Carnet leporello unique, papier d’art 220g, couverture rigide en toile peinte à la main – œuvres originales sur 48 pages.
En savoir plus sur le procédé de fabrication
Dimensions carnet fermé: 13×21 cm Dimensions carnet ouvert: 312 cm de long
Goutte à goutte je ruisselle Je jette à la source mes pensées turbulentes Celles qui m’empêchent de respirer De prendre une grande inspiration De crier « haaaaaa » J’ai des branchies qui apparaissent de chaque côté de mon cou Je m’immerge dans l’eau claire Je trempe d’abord mes doigts, puis mes lèvres : elle est fraiche L’eau coule sur mon corps, dans mon corps et nettoie mes peurs Les sentiments sombres s’éclairent et deviennent peu à peu Transparents aux reflets d’argent Je sens l’eau de la vie qui m’emporte Je ressens le plaisir de mes sentiments argentés Je jette dans les rapides mes blessures Je trempe mes rides et mes paupières dans l’eau Les gouttes de mes yeux se mélangent à la rivière Je suis liquide Je suis la source Je suis fontaine Goutte à goutte je ruisselle Je me liquéfie J’oublie ma peine Je la coule mais je sais qu’elle refera surface Avec ma peur Je ressors de l’eau plus douce J’aime sentir l’air du vent sur ma peau mouillée Je frotte les pierres entres elles et je fais de l’encre blanche J’écris la vie sur ma peau avec le blanc des galets Je peins sur tes épaules avec la castine Du blanc caillou sur tes petites épaules dorées Des petits corps * cœur peinturlurés Terriblement aimés Qui font de moi une mer(e) J’ai pleuré beaucoup de larmes qui auraient pu remplir un broc d’eau J’ai dit à mon amoureux qu’il faudrait s’en servir pour arroser les plantes Il m’a répondu qu’il en pousserait des pensées bleues Goutte à goutte Larme à larme J’arrose les pensées Je suis la pluie, le nuage, le courant, la vapeur, la rivière, le torrent Je suis de l’eau de mer( e) Je chante comme on fait de la braise Je danse mes pieds nus sur les cendres Je dessine des visages avec mes orteils noirs charbons Main droite Main gauche Cerveau au repos Rationalité de côté J’observe les lignes graphiques qui se dessinent sur le papier Je suis subjuguée par l’apparition d’un visage d’ombres Je chante sous la pluie Je chante sous la nuit J’avale les gouttes qui se posent sur mes lèvres bleues noires Je veux tenir ta main (rose amour) Comme on tient la vie Je veux sentir ta peau La retenir sous mes doigts Ne pas lâcher Je veux caresser la terre comme je caresse ton front et tes cheveux Et sentir la douceur de tes doigts La tendresse du creux de ta poitrine Me blottir ici (tu sens comme je suis bien ?) Pour retenir le temps Qui file Qui brule Qui avance comme le train Le temps qui danse Le temps qui pleure Le temps qui rigole FORT Ressentir La joie D’être vivante La peine
VIE VANTE
texte écrit et lu par Déborah Calfond
Le jour se lève, il faut tenter de vivre.
Braver le brouillard, ouvrir la fenêtre et observer les poissons d’argent se faufiler dans le dormant.
Sentir sous mes doigts l’humidité d’un mois de novembre ; sentir dans mes yeux la moiteur d’une émotion d’hiver.
Observer les quelques gouttes de pluie tombées sur le parquet et se sentir en sécurité, blottie dans un intérieur chauffé.
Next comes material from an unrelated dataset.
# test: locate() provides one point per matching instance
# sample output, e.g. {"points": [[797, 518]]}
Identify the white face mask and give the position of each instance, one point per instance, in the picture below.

L’intérieur qui me rassure et qui me ressemble de plus en plus. Quelques morceaux de feuilles scotchées sur le mur, des croquis épinglés, des mots, des couleurs, des tableaux, des livres, de l’homéopathie, une veilleuse, un poisson en céramique, une petite boite en nacre et des coquillages noir et blanc du Cap Canaille.
Comme si mes pensées, celles qui viennent du ventre et mes pas foulés au dehors prenaient forme. Prenaient place tout autour de moi. J’ai un livre sous les yeux, je l’ouvre. Francis Bacon me parle « Le problème principal, lorsqu’on est artiste, c’est d’arriver à faire quelque chose qu’on voit avec son instinct. Or, on n’y arrive presque jamais. On est toujours, je crois, à côté. » C’est l’évidence qui me parle. L’écriture me permet peut-être d’être plus proche de cet instinct, de faire jaillir les mots sans contraintes, sans consignes. Les mots de l’intérieur, l’intérieur qui nous réchauffe de la moiteur des émotions de l’hiver.
On observe On regarde
Mais on est toujours à côté.
A côté du soubresaut que constitue l’instant.
Le jour se lève et il faut tenter de vivre, de prendre la route, de ressentir fort. D’apprécier chaque baiser de mon enfant sur ma joue. Comme un petit trésor, qui me manque tant quand il n’est pas là. C’est écouter chacune de ses paroles. Le son de sa petite voix qui change et sa langue qui se glisse dans le trou laissé par sa première dent de lait tombée chez son père. C’est observer ses petits doigts qui mélangent les cartes du mille bornes et entendre son rire, leurs rires et le mien qui se mélangent comme une chorale amoureuse.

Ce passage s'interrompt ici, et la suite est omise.